* Milestones to millstones

April 20, 2010

Weathermen and sports pundits.

I’ve always said these are the top two professions where you can be wrong in your predictions a good part of the time and still keep your job.

Saw this piece on the “dwindlization” of milestones on The Wall Street Journal site by Matthew Futterman in which he writes:

  • “…this venerable game, which has been played in much the same form for more than a century, has come to a point few other organized professional sports have reached: There have been so many games and so many pitches thrown that just about every unusual event that is reasonably likely to happen already has. To find anything truly unique, historians have to slice the game so thinly that the most heralded achievements … are starting to seem a bit picayune.”
  • “The larger question for baseball is this: If enough time passes, can a sport effectively run out of history?”
  • “At the moment, this situation seems unique to baseball, which is one of the world’s most heavily played games. Through [April 15], there have been 173,383 games played since 1903, the year of the first modern World Series. In them, there had been some 50 million pitches thrown. ‘That’s a really large data set,’ said Ben Alamar, a sports-management professor at California’s Menlo College. ‘And if you’re talking about things happening in a single inning, multiply it by nine. Even in terms of anything happening in a particular game, we’re probably pretty much there.'”
  • “Given the size of Major League Baseball’s sample set, Phil Birnbaum, editor of ‘By the Numbers,’ a quarterly publication of the Society for American Baseball Research, calculated the average chances of events occurring in baseball that had never happened before at roughly one in 250,000. But the odds of certain events happening for the first time—a single player hitting five home runs in a game or a player hitting for the cycle in two consecutive games, for example—would be longer by several orders of magnitude.
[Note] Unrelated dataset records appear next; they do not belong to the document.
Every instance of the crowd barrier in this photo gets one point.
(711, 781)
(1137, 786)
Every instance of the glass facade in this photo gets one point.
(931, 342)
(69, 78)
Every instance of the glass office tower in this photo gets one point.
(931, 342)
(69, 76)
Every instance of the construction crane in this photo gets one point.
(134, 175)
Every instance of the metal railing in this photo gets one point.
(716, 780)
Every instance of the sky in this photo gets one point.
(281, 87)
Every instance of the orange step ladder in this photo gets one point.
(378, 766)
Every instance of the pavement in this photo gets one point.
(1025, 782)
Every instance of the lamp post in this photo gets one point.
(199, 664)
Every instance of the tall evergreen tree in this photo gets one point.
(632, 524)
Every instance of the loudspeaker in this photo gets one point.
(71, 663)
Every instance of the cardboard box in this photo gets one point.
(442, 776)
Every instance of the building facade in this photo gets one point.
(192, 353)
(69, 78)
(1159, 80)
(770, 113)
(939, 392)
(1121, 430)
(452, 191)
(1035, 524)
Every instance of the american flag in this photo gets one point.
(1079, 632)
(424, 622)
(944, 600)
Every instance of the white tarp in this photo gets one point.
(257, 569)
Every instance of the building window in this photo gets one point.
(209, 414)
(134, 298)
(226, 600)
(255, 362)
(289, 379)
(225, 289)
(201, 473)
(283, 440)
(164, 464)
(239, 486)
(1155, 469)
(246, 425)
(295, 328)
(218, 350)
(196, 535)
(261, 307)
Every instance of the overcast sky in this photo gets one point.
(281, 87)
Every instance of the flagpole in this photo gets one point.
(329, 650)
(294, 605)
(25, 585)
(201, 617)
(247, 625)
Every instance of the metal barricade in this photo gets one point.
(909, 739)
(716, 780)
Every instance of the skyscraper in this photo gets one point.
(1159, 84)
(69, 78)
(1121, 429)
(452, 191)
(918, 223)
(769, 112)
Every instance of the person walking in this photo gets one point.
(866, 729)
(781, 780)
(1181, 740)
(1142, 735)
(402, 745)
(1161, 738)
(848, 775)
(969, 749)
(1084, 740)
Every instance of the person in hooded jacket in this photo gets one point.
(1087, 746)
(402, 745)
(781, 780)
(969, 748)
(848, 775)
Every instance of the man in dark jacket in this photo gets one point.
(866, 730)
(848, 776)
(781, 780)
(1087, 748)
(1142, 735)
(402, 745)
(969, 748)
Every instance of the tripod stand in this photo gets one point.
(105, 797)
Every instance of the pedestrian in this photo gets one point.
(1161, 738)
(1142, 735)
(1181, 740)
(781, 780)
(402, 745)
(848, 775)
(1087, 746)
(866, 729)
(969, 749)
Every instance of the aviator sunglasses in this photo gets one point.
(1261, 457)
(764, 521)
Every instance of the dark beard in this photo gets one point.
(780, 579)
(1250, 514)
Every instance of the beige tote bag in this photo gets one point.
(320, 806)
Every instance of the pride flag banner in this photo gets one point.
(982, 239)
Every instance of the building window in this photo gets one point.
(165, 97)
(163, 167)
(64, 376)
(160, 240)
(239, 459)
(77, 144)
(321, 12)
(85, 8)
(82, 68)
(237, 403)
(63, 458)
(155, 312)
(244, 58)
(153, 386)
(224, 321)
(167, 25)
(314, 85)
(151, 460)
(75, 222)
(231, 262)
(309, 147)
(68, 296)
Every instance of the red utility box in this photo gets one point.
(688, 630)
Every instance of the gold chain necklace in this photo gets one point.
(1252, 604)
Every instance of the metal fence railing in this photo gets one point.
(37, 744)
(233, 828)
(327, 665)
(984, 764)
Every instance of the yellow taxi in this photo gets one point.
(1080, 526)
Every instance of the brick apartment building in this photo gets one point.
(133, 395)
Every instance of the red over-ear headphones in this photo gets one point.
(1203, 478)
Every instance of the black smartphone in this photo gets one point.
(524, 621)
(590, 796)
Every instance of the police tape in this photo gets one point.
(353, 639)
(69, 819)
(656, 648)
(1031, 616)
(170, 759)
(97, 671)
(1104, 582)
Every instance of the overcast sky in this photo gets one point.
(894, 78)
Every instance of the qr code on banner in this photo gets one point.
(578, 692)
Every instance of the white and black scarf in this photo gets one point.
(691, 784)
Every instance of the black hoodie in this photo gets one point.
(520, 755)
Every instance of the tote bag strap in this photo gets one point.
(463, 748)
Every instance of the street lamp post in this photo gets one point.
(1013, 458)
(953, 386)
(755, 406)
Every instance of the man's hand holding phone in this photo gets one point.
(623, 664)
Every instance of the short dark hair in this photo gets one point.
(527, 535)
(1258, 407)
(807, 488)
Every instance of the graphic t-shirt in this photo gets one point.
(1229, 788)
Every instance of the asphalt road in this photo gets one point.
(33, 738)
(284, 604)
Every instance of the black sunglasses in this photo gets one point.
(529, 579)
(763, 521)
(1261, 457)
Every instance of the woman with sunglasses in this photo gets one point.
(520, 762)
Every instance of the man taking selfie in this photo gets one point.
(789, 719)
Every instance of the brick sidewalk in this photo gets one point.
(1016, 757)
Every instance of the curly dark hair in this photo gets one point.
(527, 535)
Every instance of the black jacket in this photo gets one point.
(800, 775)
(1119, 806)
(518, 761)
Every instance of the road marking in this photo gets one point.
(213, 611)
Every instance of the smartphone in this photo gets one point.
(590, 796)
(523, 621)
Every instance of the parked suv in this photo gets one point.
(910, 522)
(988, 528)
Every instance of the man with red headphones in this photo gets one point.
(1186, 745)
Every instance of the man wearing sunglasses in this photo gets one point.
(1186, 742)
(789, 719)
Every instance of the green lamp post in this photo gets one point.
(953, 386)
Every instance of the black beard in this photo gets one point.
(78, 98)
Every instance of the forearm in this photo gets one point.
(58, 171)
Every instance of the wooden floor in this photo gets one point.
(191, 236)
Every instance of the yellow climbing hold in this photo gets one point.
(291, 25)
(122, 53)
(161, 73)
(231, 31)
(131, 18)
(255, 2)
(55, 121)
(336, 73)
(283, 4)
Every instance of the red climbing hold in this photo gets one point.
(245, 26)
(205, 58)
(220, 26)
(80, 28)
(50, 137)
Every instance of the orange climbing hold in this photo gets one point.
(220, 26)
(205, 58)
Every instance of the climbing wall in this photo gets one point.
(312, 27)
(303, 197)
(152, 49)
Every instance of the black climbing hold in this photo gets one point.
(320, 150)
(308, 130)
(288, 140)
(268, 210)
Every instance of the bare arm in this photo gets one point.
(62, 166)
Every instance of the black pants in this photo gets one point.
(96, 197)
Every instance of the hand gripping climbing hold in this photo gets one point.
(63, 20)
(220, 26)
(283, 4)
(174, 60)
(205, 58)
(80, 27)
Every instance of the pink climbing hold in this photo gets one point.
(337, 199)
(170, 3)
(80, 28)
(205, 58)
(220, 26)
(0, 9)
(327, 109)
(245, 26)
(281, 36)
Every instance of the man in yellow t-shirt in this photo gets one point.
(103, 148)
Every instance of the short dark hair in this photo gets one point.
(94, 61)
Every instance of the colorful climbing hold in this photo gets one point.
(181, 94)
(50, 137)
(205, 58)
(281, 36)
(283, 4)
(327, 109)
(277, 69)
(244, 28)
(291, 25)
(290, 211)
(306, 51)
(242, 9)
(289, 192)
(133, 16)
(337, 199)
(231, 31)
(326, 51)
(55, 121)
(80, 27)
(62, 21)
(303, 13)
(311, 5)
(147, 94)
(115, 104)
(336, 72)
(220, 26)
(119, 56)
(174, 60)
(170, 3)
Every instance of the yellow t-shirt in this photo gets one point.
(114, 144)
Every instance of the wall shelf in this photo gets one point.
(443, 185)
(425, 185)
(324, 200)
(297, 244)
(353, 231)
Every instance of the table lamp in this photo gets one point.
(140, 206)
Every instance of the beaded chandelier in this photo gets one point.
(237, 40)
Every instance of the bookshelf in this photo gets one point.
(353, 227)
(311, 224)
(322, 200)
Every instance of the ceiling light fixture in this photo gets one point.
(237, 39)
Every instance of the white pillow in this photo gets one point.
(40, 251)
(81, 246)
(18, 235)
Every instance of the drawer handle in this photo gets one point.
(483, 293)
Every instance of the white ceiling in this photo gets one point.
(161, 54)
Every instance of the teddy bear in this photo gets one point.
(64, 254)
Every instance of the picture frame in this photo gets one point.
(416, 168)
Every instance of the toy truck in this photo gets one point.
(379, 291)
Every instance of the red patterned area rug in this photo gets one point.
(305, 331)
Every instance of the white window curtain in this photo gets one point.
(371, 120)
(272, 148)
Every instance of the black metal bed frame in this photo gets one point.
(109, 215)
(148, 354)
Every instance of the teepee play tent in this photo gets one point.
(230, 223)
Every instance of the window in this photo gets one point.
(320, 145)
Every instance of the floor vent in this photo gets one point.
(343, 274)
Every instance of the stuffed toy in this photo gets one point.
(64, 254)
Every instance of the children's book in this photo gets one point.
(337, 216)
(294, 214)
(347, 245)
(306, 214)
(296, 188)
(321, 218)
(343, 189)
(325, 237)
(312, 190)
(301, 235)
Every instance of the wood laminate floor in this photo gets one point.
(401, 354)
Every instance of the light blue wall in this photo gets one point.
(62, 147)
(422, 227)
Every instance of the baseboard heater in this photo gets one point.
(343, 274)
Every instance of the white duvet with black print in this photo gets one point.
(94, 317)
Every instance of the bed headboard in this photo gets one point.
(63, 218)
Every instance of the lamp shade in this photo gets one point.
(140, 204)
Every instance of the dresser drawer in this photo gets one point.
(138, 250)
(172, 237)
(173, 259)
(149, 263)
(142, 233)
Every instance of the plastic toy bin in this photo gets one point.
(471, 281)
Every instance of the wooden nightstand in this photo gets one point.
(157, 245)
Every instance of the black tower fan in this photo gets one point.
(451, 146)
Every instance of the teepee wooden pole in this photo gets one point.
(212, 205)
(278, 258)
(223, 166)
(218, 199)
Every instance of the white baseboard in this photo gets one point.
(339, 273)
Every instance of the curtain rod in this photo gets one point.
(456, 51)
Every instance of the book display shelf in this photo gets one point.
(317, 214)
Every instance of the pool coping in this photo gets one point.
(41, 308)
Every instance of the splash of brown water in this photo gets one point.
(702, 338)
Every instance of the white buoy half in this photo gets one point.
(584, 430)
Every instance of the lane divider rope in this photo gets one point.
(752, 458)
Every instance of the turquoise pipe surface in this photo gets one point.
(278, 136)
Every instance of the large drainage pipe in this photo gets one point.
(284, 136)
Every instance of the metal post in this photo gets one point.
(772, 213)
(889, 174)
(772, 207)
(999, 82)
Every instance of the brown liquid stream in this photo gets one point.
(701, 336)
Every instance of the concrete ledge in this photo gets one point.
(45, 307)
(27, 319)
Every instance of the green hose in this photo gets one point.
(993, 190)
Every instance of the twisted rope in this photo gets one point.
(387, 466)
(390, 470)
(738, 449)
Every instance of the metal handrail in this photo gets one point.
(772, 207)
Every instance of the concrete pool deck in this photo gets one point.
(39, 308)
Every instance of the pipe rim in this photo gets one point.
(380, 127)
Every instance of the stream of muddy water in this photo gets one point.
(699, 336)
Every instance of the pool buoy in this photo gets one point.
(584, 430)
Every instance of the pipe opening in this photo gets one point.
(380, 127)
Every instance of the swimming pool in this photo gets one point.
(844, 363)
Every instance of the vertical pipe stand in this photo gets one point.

In a related item, Larry Granillo on Wezen-ball.com rediscovered his copy of the old 2001 Bill James Presents Stats Inc. Major League Handbook and looked back at the chances some players had to hit major marks. Suffice it to say, they have not all come true, but it sure is fun to go back and see what people were writing about back in the day. I think I’ll go through some of my baseball magazines from the 60’s and 70’s over the weekend, just to see what were the “important issues” for  those seasons.